In 2019, Hattan received the International Literacy Association Timothy & Cynthia Shanahan Outstanding Dissertation Award. She was also recognized as a Reading Hall of Fame Emerging Scholars Fellow. 

Joseph Williams, Ph.D.  

Joseph Williams, Ph.D., joins the School as a professor in the School Counseling program. 

Prior to joining the faculty at the School, Williams held tenured faculty positions at George Mason University and in the Counselor Education Program at the University of Virginia (UVA) and was the faculty research director for the Starr Hill Pathways program at the UVA Equity Center — a free, year-round college and career readiness program dedicated to empowering the youth of Charlottesville from historically minoritized communities, specifically in grades 7-12.  

Williams’s research primarily focuses on three areas: academic resilience among students of color and those from low-wealth families; protective behavioral strategies that K-12 students of color use to cope with racism-related stress; and multicultural and social justice training practices for helping professionals. His work has been published in an array of scholarly journals including the Journal of Creativity in Mental Health, Journal for Specialists in Group Work, and Journal of Counseling and Development. 

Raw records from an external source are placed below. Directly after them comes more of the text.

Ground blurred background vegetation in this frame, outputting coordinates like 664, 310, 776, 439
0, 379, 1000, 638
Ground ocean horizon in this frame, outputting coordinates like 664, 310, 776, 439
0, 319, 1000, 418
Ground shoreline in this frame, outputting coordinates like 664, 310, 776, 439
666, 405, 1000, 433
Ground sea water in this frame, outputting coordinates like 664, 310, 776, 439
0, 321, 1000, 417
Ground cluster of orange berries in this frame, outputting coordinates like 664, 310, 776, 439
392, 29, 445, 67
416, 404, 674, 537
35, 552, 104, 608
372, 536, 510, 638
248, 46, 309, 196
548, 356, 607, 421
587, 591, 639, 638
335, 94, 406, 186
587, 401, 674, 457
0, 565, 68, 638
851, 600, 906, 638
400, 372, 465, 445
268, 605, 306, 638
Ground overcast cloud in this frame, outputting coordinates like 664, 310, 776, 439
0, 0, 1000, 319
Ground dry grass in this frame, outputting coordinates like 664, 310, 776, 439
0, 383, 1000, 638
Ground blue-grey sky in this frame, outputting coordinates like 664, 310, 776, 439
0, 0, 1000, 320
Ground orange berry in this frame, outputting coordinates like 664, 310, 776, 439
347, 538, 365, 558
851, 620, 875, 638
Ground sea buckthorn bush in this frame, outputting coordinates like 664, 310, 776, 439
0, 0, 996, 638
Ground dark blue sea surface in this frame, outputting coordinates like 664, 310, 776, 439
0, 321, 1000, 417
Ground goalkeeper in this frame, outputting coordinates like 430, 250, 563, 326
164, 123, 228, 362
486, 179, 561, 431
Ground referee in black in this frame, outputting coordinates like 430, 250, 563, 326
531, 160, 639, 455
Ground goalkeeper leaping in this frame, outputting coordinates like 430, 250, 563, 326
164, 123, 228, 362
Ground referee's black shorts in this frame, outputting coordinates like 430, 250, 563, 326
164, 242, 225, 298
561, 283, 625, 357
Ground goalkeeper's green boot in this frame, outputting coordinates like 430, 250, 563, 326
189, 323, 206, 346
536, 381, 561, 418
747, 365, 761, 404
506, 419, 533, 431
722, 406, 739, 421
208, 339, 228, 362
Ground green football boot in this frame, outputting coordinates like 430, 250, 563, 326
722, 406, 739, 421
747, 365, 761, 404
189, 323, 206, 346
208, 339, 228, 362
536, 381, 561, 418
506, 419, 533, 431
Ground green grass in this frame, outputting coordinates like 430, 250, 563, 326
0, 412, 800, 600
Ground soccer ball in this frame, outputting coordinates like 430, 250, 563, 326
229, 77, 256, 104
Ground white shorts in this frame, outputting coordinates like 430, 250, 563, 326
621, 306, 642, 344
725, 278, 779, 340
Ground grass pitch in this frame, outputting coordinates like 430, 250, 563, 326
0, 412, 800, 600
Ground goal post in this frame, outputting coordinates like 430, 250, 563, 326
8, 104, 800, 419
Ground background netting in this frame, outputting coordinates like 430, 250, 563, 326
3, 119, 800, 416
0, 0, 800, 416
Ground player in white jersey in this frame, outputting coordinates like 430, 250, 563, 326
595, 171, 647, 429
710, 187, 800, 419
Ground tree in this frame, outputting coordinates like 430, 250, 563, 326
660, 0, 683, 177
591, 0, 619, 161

In addition to publishing scholarly articles and book chapters in these areas, he consults with school districts, communities, associations, and corporations to improve diversity, inclusion, and equity efforts and engage people in productive dialogue and action. In 2019, driven by an interest in promoting equity, diversity, and inclusion, Williams embarked on an entrepreneurial journey and established Affirm Consulting. 

Williams received his M.S. in Clinical Mental Health Counseling from Minnesota State University and his Ph.D. from the University of Iowa in counselor education and supervision. He has over ten years of practical experience counseling children and adolescents in school and mental health settings.